Re: How many different unit fractions are lessorequal than all unit fractions? (infinitary)

On 09.10.2024 17:11, Alan Mackenzie wrote:

WM <wolfgang.mueckenheim@tha.de> wrote:

No. When we *in actual infinity* multiply all |ℕ|natural numbers by 2,
then we keep |ℕ| numbers but only half of them are smaller than ω, i.e.,
are natural numbers. The other half is larger than ω.

 Ha ha ha ha!  This is garbage.  If you think doubling some numbers gives
results which are "larger than ω" you'd better be prepared to give an
example of such a number.  But you're surely going to tell me that these
are "dark numbers

{1, 2, 3, ..., ω}*2 = {2, 4, 6, ..., ω*2} .
Should all places ω+2, ω+4, ω+6, ... remain empty?
Should the even numbers in spite of doubling remain below ω?
Then they must occupy places not existing before. That means the original set had not contained all natural numbers. That mans no actual or complete infinity.

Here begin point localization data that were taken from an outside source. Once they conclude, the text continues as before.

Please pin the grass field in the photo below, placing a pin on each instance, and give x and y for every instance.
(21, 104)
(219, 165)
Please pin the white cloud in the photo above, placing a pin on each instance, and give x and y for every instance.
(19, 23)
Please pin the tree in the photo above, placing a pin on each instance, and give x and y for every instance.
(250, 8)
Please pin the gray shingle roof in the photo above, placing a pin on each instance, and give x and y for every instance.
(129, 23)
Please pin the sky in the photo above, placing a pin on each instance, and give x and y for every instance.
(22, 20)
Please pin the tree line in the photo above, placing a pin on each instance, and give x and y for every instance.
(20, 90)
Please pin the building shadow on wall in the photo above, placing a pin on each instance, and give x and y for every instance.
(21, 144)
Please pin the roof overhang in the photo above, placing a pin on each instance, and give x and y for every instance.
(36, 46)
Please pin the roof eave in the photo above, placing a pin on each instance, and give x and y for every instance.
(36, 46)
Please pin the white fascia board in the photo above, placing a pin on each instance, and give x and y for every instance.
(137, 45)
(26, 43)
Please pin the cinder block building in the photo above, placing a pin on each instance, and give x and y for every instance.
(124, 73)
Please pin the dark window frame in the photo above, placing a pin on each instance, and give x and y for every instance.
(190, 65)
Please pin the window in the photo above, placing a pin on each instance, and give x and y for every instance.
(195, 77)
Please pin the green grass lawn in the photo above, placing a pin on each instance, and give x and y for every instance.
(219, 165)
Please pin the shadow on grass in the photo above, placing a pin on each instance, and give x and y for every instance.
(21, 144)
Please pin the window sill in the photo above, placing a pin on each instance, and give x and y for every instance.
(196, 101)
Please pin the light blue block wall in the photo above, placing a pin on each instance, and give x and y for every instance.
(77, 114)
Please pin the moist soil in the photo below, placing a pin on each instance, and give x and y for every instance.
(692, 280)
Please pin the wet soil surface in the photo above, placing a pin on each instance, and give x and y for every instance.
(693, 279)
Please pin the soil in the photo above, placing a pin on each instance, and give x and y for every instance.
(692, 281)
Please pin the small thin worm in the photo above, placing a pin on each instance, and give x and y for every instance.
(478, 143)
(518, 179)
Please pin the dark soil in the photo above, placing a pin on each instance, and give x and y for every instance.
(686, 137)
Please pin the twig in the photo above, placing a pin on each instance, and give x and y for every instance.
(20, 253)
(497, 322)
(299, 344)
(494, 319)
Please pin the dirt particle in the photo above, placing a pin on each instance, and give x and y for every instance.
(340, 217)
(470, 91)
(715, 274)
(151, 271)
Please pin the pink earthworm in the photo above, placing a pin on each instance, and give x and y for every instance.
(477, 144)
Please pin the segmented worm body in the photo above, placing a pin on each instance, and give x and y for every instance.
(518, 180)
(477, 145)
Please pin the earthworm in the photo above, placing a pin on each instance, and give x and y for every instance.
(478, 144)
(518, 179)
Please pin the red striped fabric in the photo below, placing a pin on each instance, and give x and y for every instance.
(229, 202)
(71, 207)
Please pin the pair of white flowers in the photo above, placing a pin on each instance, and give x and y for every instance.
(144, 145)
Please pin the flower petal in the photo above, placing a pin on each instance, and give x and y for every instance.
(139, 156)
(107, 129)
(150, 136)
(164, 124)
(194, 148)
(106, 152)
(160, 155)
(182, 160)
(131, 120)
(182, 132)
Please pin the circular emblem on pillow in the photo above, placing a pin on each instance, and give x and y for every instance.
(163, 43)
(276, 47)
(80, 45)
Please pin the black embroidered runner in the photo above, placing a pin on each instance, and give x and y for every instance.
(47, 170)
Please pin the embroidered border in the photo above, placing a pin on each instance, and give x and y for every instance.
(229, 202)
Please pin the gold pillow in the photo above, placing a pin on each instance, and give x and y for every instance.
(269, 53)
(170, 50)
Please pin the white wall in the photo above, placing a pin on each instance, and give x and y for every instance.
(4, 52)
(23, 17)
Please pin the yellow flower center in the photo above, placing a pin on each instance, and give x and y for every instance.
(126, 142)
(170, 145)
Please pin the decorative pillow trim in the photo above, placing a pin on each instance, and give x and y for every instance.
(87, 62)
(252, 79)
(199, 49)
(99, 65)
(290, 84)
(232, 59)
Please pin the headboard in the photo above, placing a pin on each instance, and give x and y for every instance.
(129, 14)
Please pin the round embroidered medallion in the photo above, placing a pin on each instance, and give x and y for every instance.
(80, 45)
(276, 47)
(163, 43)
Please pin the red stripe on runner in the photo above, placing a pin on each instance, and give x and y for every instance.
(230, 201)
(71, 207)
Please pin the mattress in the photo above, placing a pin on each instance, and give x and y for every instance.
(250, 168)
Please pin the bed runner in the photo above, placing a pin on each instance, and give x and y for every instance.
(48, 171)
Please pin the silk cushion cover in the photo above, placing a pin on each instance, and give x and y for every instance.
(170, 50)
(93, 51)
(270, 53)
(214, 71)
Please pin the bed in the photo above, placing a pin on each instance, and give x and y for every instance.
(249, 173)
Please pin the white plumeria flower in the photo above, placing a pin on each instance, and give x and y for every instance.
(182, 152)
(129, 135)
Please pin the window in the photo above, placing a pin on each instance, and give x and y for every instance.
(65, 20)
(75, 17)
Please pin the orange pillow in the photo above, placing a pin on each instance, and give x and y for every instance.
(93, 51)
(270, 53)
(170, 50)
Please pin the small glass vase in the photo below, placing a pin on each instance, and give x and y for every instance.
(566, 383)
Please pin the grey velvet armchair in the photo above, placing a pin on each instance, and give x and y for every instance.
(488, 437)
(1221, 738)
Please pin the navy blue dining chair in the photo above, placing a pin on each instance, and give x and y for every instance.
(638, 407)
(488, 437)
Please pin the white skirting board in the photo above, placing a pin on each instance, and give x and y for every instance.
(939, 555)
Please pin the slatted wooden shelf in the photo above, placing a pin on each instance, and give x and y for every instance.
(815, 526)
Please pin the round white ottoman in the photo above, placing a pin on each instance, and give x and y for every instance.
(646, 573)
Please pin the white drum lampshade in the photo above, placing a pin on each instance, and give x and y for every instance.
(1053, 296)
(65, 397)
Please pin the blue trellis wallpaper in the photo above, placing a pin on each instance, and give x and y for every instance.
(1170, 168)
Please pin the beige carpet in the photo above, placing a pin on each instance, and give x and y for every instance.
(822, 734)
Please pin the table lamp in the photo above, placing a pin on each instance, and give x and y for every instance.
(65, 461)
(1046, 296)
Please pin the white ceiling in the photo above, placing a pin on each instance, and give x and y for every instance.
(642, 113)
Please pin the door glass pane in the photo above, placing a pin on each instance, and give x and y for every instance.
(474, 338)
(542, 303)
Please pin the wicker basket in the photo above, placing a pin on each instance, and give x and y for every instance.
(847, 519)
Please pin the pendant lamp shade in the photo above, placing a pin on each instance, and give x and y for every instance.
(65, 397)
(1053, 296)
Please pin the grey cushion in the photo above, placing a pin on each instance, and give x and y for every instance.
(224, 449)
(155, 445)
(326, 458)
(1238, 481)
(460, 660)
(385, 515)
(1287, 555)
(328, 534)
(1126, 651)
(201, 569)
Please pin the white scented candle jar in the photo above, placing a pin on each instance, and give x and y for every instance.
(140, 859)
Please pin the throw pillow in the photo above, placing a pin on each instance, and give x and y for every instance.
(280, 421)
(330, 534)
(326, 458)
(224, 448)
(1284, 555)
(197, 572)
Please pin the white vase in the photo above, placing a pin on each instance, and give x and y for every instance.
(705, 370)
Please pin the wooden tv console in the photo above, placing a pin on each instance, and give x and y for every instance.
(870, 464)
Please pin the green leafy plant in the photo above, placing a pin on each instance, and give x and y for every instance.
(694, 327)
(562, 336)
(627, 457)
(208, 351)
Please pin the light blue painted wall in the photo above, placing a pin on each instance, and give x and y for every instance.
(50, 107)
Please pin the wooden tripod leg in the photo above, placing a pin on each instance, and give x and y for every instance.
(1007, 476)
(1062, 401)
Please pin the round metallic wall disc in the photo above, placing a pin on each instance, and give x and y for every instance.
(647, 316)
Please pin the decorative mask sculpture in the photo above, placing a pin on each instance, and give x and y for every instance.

Theorem: If every endsegment has infinitely many numbers, then
infinitely many numbers are in all endsegments.

 

That is simply false.  You cannot specify a single number which is in
all endsegments.

 

True. This proves dark numbers.

 Dark numbers don't exist, or at least they're not natural numbers.  There
is no number in each and every end segment of N.

True. But those endsegments which have lost only finitely many numbers and yet contain infinitely many, have an infinite intersection.

 [ .... ]
 

Note: The shrinking endsegments cannot acquire new numbers.

 

An end segment is what it is.  It doesn't change.

 

But the terms of the sequence do. Here is a simple finite example:

 

{1, 2, 3, 4, 5, 6, 7, 8, 9, 10}
{2, 3, 4, 5, 6, 7, 8, 9, 10}
{3, 4, 5, 6, 7, 8, 9, 10}
{4, 5, 6, 7, 8, 9, 10}
{5, 6, 7, 8, 9, 10}
{6, 7, 8, 9, 10}
{7, 8, 9, 10}
{8, 9, 10}
{9, 10}
{10}
{ } .

 Example of what?  The reasoning you might do on finite sets mostly isn't
applicable to infinite sets.

Why not? The essence is that only finitely many numbers have been lost and the rest is remaining.

 

Theorem: Every set that contains at least 3 numbers (call it TN-set)
holds these numbers in common with all TN-sets.

 Not even an ignorant schoolboy would maintain this.  The two TN-sets {0,
1, 2} and {3, 4, 5} have no numbers in common.

These sets do not belong to the above example. They are not TN-sets.

 

Quantifier shift: There is a subset of three elements common to all
TN-sets. Understood?

 Yes, I understand completely.

No.

Now complete all sets by the natural numbers > 10 and complete the
sequence.

 You can't "complete" a set.

You can add elements.
Regards, WM